Exploring the Code of Creativity

The development of AARON the artist.

Thirty years ago, Harold Cohen, internationally known artist and novice programmer, began to design what many consider to be his masterwork. He did so in a relatively new medium. Instead of canvas, he used a computer screen. Instead of brushes, he used code. And what he created is one of the world's oldest and most unique artificial intelligence applications -- AARON.

Cohen was initially interested in exploring how humans make and read representations (drawings, pictures, shapes, etc.). He believed that if he could teach a computer how to draw, he would have a better understanding of this process. So he began to build an application that would be able to create original vs. pre-programmed drawings -- an artist vs. simply an artistic tool.

He ultimately designed an application that uses an expert based system to hierarchically encapsulate and model the behavior that an artist employs to create art. At the highest level, the application makes decisions relating to the organization and composition of its images. At the lowest level, it computes the instructions for drawing the lines and shapes that make up the drawing.


Over the years, AARON's artwork has evolved from simple lines and scribbles to complex colorful paintings of recognizable figures and shapes. And, Cohen couldn't have done it without Lisp.

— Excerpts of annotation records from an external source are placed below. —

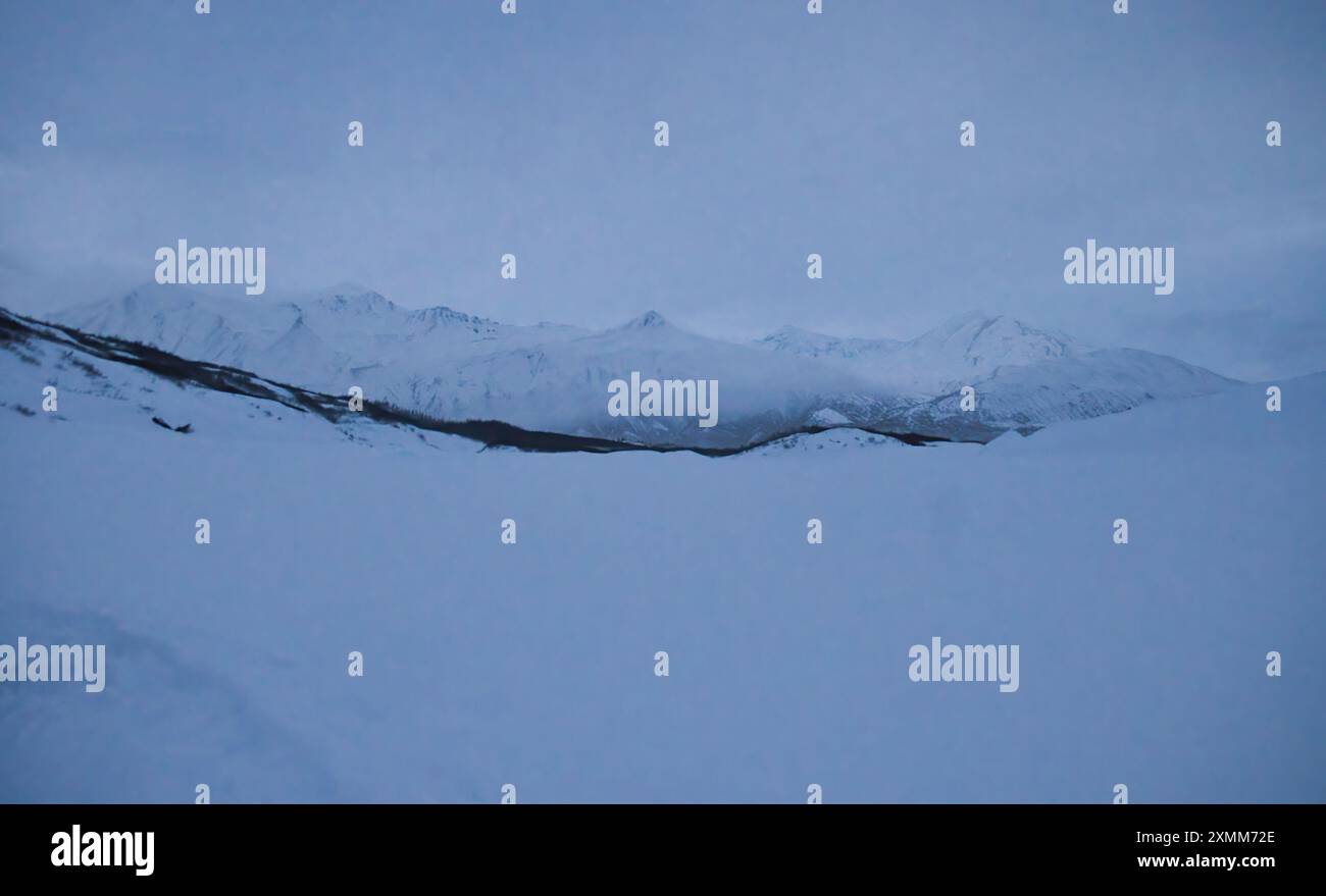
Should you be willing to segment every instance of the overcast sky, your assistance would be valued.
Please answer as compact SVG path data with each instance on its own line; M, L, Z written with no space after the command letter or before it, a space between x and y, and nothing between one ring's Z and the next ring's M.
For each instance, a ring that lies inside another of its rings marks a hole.
M253 301L353 280L725 338L984 309L1235 376L1326 370L1326 4L1131 7L0 0L0 304L122 292L187 239L267 247ZM1065 285L1089 237L1175 247L1174 294Z

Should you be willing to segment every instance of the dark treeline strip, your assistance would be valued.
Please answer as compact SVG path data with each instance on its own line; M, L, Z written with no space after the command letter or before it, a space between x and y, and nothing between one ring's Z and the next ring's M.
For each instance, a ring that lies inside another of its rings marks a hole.
M294 411L316 414L330 421L341 423L347 418L367 418L375 423L386 425L410 425L430 432L461 436L477 441L488 448L517 448L520 451L566 453L611 453L618 451L651 451L656 453L671 453L690 451L705 457L728 457L740 455L754 448L786 439L794 435L815 435L826 432L833 427L801 427L780 432L739 447L709 448L701 445L639 445L629 441L615 441L613 439L595 439L590 436L573 436L562 432L542 432L538 429L524 429L511 423L500 420L443 420L419 411L396 407L387 402L373 402L365 399L362 411L350 411L346 399L324 392L300 388L288 383L278 383L259 376L257 374L237 367L213 364L206 361L188 361L168 351L162 351L154 346L131 339L105 337L84 333L62 323L49 323L34 318L15 314L0 308L0 339L11 342L27 342L40 339L54 345L66 345L80 349L93 357L105 361L114 361L146 370L156 376L175 383L186 383L210 388L217 392L244 395L265 402L276 402ZM164 425L164 424L163 424ZM171 428L171 427L167 427ZM858 427L866 432L879 436L898 439L908 445L926 445L936 441L948 441L940 436L927 436L914 432L891 432Z

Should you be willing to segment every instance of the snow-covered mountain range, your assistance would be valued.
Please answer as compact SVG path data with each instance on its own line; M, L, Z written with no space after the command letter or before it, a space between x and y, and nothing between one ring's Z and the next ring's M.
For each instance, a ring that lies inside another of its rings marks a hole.
M594 333L507 325L446 306L408 310L353 284L281 302L152 284L54 319L333 395L359 386L370 399L452 420L711 448L837 425L988 440L1232 384L1175 358L1094 349L979 311L911 341L784 327L737 345L655 311ZM610 416L609 383L633 371L717 380L719 424ZM975 411L959 403L964 386L976 390Z

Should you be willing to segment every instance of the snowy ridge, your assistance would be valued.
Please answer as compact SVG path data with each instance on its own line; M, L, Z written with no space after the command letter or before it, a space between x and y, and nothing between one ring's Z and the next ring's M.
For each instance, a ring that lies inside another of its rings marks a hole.
M451 420L495 419L644 445L731 448L834 425L988 440L1205 395L1232 383L1177 359L1093 349L1006 315L972 311L911 341L842 339L797 327L749 345L690 333L647 311L599 333L505 325L447 306L406 310L341 284L286 302L213 298L178 286L61 313L60 322L329 394L370 396ZM719 382L719 425L607 414L607 384ZM977 392L975 412L959 404Z

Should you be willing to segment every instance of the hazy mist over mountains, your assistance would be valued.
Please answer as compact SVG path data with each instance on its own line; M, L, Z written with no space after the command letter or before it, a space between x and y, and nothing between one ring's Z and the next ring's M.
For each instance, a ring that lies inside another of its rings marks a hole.
M985 440L1231 382L1175 358L1098 349L981 311L910 341L782 327L743 345L680 329L656 311L587 331L508 325L446 306L408 310L349 282L286 301L149 284L54 319L333 395L358 386L373 400L438 418L642 444L731 447L826 420ZM719 424L610 418L609 383L633 371L716 380ZM973 412L959 407L963 387L976 390Z

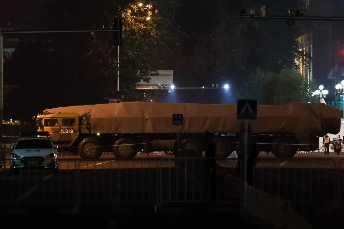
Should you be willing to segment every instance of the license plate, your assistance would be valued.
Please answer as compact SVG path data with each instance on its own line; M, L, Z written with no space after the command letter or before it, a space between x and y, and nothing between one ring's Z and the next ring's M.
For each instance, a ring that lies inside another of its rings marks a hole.
M29 161L28 162L28 164L29 165L36 165L38 164L38 162L34 161Z

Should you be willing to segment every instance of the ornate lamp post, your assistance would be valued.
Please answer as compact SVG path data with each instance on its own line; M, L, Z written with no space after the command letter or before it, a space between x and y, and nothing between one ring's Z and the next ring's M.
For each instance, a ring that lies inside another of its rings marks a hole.
M341 83L338 83L336 85L336 89L338 93L344 93L344 80L342 80Z
M320 85L319 86L319 89L320 90L316 90L314 92L314 94L320 98L320 102L321 103L322 98L326 98L326 95L329 93L329 91L327 90L323 90L324 86L322 85Z

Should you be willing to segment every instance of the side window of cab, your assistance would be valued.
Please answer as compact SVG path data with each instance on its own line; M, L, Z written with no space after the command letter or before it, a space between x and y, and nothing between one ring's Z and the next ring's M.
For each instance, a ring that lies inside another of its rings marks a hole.
M75 123L75 118L62 118L62 126L74 126Z
M44 126L57 126L57 118L45 118L44 119Z

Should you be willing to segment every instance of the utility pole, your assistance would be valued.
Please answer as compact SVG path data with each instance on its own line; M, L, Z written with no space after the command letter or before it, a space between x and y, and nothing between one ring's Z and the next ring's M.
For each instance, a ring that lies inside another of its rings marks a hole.
M0 143L2 143L2 136L3 131L2 130L2 117L3 101L3 30L0 28Z

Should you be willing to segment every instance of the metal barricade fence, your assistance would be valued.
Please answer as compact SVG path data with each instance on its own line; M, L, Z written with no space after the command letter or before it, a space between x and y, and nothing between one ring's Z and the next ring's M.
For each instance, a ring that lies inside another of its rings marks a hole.
M35 167L19 174L3 170L0 203L8 206L239 203L241 175L237 163L203 158L60 159L58 173Z
M308 158L306 168L303 161L302 157L257 158L253 168L254 187L290 201L293 210L313 228L342 228L343 220L335 217L344 216L344 200L340 193L342 160L339 167L332 159Z
M0 168L9 164L11 158L10 144L0 144Z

Although Cohen built his original program in Algol and then C, he eventually ported it to Lisp when the tasks he needed AARON to accomplish grew too complex to express in C. "I realized finally, that a human and a machine are both "hardware dependant" and simply can't approach things in the same way, even if the final goal is very similar" argues Cohen. "A human colorist proceeds largely by trial and error, relying upon feedback from a sophisticated visual system. A computer program lacking such a system has to function through a complex, knowledge-based rule-set to generate the entire image before a drop of paint hits the canvas."

"Lisp and Common Lisp in particular, allow me to express these abstractions in a way that C and C-like languages do not support. For example, I spent a couple of years trying to understand how to give the program a sufficient body of expert knowledge to allow it to function as a colorist autonomously. It became clear to me that it wasn't going to happen in C. It was only when I switched to Lisp that I was able to formulate the problem." says Cohen.

Lisp also gives Cohen the flexibility he needs to make adjustments to the AARON program. He likes the fact that with Lisp, he can make a single change to a single function, without needing to recompile the code. This saves significant time and energy since the application is over a megabyte in size!

Further, Cohen believes that no other language can build complex data structures like Lisp can. "This is a critical feature since it takes nearly 1000 control points simply to create a single figure, and that's only a small part of the program's internal representation of the image as a whole." he explains.

The most recent version of AARON was developed in Allegro CL by Franz Inc. "I was impressed by the complete development environment Allegro CL provides." says Cohen. "The Franz support was also exceptional -- the support team helped me with AARON's graphical interface, as well as provided programming tips to make it run faster and reduce the overall application size."

Cohen has now collaborated with Kurzweil CyberArt Technologies to make AARON available to everyone and extend his audience beyond the few who could afford to buy his artwork. Cohen is excited about this latest "output device" for the AARON software program. Where the earlier AARON used a large machine with a robotic arm to mix it's own paints and to manage the drawing and coloring, the "new" AARON creates paintings directly on a person's computer. These paintings can then be printed out, emailed to friends, or generated as a screensaver. No two paintings are the same.

The artistic abilities of both the original and desktop versions of AARON will increase as Cohen continues to explore and model art-making behavior. "Programming gives me the power to work on a higher level of abstraction than painting does, " he emphasizes. "It's as if I work on the level of the platonic ideal, while the paintings the program generates are the earthly instantiation of that idea."